APRA can only seek disqualification as super trustees under its powers, so exactly how this action affects the ability of Kelaher and Vernados to remain in control of the wider IOOF business is unclear.
But surely the company has no choice but to stand the pair down – even if temporarily – given the seriousness of the matters raised by APRA.
Indeed, just hours after APRA dropped its bombshell, ANZ Banking Group, which last year sold its wealth business to IOOF in a $2 billion deal, said it was assessing its options while seeking “urgent information from both IOOF and APRA”.
IOOF shares plunged 29.5 per cent in early trade to $5.05.
‘A matter of indifference’
Kelaher’s attitude towards regulation in general, and APRA in particular, was highlighted perfectly during his appearance at the royal commission in August.

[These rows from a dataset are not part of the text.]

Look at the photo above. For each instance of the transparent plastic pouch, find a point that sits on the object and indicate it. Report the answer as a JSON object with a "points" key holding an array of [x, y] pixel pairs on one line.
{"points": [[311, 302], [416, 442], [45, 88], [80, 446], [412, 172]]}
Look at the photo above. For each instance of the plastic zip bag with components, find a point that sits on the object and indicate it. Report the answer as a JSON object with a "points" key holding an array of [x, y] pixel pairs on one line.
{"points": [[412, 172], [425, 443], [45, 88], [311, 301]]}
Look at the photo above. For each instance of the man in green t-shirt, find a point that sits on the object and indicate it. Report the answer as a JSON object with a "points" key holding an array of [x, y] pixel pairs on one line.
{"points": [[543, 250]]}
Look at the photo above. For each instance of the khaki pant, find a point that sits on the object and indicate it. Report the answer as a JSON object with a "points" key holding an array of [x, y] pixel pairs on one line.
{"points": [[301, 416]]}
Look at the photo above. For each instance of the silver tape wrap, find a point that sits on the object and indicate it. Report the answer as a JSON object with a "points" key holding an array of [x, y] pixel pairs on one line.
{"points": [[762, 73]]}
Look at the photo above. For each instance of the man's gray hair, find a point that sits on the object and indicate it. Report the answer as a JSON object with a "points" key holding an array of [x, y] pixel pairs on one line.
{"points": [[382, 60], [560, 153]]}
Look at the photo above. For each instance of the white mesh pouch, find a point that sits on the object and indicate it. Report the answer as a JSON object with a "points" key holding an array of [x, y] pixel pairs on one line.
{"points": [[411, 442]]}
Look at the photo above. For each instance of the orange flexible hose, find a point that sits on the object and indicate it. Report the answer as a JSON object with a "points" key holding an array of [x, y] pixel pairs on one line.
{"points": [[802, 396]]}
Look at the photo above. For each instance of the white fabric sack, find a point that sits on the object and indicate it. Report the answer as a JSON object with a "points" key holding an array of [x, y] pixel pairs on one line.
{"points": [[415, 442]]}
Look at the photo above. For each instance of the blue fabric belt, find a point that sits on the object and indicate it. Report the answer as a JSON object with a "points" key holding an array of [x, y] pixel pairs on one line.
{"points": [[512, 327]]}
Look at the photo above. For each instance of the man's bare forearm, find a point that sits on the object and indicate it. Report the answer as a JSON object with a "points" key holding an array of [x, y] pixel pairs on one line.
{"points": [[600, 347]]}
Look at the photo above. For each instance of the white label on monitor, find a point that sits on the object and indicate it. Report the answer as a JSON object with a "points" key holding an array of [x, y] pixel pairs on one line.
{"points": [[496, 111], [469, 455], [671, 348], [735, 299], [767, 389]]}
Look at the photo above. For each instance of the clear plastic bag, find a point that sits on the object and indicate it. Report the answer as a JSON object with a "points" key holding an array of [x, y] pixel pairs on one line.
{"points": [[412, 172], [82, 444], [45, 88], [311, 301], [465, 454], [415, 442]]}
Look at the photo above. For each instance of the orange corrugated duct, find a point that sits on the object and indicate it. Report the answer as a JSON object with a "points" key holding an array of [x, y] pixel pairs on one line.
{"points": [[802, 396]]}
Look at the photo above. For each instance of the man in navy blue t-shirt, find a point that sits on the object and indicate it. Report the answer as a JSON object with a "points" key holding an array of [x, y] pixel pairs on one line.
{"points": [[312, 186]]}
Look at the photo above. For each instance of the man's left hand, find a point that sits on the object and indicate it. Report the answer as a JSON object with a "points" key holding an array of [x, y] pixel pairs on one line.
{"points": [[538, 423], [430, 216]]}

Early in his evidence Kelaher was asked by Hodge whether IOOF’s decision to change the structure around its superannuation trustee was driven by an APRA request to improve its governance. Or did the board determine to fix things itself?

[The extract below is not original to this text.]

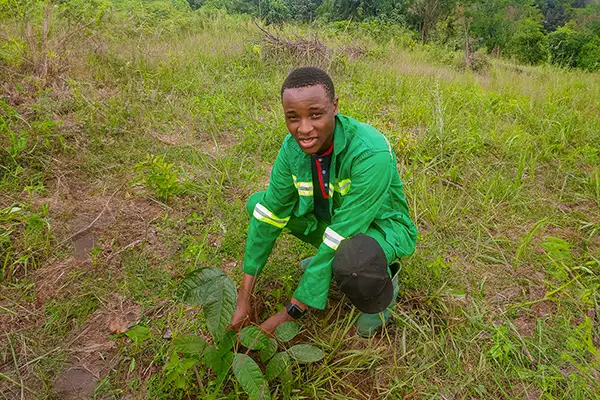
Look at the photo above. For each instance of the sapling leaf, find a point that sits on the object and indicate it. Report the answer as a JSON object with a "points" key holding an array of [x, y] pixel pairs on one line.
{"points": [[277, 365], [269, 350], [287, 378], [223, 370], [306, 353], [287, 331], [253, 338], [203, 283], [227, 342], [218, 362], [190, 345], [250, 377], [219, 311], [211, 288]]}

Kelaher said the board didn’t see any problems with the existing structure, but it was happy to change if APRA wanted it to.
“It’s a matter of indifference,” he said.

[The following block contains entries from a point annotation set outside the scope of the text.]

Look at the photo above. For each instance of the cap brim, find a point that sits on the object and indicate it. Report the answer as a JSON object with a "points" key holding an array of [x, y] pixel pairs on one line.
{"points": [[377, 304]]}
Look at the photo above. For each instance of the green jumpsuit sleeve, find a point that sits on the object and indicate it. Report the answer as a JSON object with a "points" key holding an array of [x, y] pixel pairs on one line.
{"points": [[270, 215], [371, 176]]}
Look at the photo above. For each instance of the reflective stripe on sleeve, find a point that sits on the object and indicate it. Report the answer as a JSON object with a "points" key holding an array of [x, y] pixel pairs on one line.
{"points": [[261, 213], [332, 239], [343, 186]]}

It’s unlikely he will be treating APRA’s latest action with the same cavalier approach.
The APRA action centres around a mistake inside an IOOF subsidiary called Questor that saw this business make an over-distribution to its beneficiaries way back in 2009
Questor, which does not operate now, was what is known as a dual-regulated entity, because it was responsible for a super fund and a cash management trust. The super fund was also a beneficiary of the CMT, just to make things nice and complicated.
The over-distribution was not picked up until 2011. But instead of clawing the money back from beneficiaries, IOOF – led by Kelaher – decided to simply reduce distributions from the cash management trust for three years.
This was problem one. The SIS Act requires trustees to put the interests of a super fund’s members before all else. But this distribution reduction strategy meant the benefits to super fund trustees had been artificially reduced, so that all the beneficiaries of the CMT would not face clawbacks.
Problem number two emerged with IOOF’s plan to make good all beneficiaries for the lost time value of money.
IOOF had successfully taken legal action against service provider Questor which it blamed for making the over-distribution.
It used the proceeds from the settlement with the service provider to compensate the CMT beneficiaries.
But to compensate Questor’s super fund beneficiaries, it used the leftover bit of the settlement and then dipped into the super fund’s general reserves.
When he appeared before the royal commission in August, Kelaher said IOOF had tried to “balance” the interests of the super fund members with the interests of the CMT.
But again, the SIS Act is explicit – super fund members must be placed before all else.
When APRA wrote to IOOF on the matter back in 2015, Kelaher and his team claimed that its handling of the matter had passed “the so-called pub test”.
Kelaher stood by that view in August. He seemed unable to understand why the commission was worried about the details of the compensation. Everyone was made whole, where was the problem?
It seemed an extraordinary misreading of the commission and APRA’s concerns, but more importantly, of the central principle of protecting members that sits at the heart of super regulation.
APRA has let IOOF’s approach stand for far too long. But now, finally, Team Kelaher will have to answer for it.